Lucas: So how fatal can monkeypox be, compared to other viruses?
Fitzgerald: The numbers I’ve seen are between 3% and 6% [fatal]. I’ve seen some report from the [World Health Organization] that indicates it can be higher, maybe even 10%. And I’m sure that is an especially vulnerable population. But maybe children [as] a population [are] not quite as healthy as most Americans are.
Lucas: How does that fatality rate compare with other diseases?
Fitzgerald: COVID is one [example of a deadly virus]. Ebola is one that we have seen recently. And certainly the death rate for that was enormously high. And again, Ebola is another infection that is in the animal reservoir in Africa, and people get exposed and there’s a peak outbreak of Ebola.
So certainly when we first saw that and we didn’t have as much supportive therapy, the [Ebola] death rate was very high. But monkeypox has never been that high. It’s never been something like that.
Lucas: If a person has not had the smallpox vaccine as a child, should he or she go and get it now?

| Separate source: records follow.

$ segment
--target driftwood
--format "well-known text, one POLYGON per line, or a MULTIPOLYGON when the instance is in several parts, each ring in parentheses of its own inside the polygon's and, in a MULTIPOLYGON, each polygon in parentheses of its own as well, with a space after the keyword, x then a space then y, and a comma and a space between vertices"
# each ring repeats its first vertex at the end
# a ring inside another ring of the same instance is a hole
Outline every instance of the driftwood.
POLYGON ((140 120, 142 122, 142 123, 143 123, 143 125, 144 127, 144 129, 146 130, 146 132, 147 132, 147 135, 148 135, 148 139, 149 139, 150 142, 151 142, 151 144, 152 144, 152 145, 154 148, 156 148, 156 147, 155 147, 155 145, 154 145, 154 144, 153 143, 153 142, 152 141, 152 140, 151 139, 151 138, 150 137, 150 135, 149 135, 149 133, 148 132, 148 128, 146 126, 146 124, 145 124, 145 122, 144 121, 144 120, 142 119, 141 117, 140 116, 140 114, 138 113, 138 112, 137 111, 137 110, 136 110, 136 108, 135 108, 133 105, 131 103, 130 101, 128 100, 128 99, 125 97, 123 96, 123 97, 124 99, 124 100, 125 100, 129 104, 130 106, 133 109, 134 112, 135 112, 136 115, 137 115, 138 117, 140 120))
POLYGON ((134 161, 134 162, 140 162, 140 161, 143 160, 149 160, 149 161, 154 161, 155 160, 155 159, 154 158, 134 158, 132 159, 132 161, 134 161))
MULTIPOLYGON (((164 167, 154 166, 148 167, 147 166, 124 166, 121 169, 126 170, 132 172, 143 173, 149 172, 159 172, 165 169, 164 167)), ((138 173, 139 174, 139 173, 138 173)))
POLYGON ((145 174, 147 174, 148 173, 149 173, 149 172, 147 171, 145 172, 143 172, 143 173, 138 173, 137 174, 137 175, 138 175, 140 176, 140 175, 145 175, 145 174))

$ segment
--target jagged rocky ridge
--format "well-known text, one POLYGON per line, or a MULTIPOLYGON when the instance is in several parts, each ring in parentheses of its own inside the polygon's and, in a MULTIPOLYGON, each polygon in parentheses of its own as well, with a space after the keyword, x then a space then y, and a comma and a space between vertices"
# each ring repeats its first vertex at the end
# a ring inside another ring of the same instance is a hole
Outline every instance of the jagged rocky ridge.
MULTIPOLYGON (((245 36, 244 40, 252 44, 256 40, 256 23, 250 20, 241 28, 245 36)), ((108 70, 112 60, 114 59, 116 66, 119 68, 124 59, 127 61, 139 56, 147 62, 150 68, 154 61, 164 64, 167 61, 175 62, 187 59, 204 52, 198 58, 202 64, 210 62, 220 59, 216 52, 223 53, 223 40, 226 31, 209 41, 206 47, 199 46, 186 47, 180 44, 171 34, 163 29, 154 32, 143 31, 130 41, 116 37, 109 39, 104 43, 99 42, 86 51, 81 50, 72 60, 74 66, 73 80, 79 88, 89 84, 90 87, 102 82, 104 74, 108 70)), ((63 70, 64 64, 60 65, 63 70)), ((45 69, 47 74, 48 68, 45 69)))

Fitzgerald: No. In my opinion, no. Again, if you are in that situation where you’re going to be a health care worker who’s taking care of people, a lot of people with money, then yes. Obviously, there’s special circumstances. But as for the general population, no.
Lucas: Is there anything else you would like Americans to know?
Fitzgerald: Again, I think we need to be aware and we need to be vigilant. And we need to do follow-up on any single cases and certainly know that there are.
There’s the smallpox vaccine. The vaccine has been shown to be up to 85% effective. And there’s a newer vaccine that is specific for monkeypox.
So people should know that there’s already a vaccine and the death rate for the disease is usually mild. And you need to be aware, but certainly there’s no cause for panic.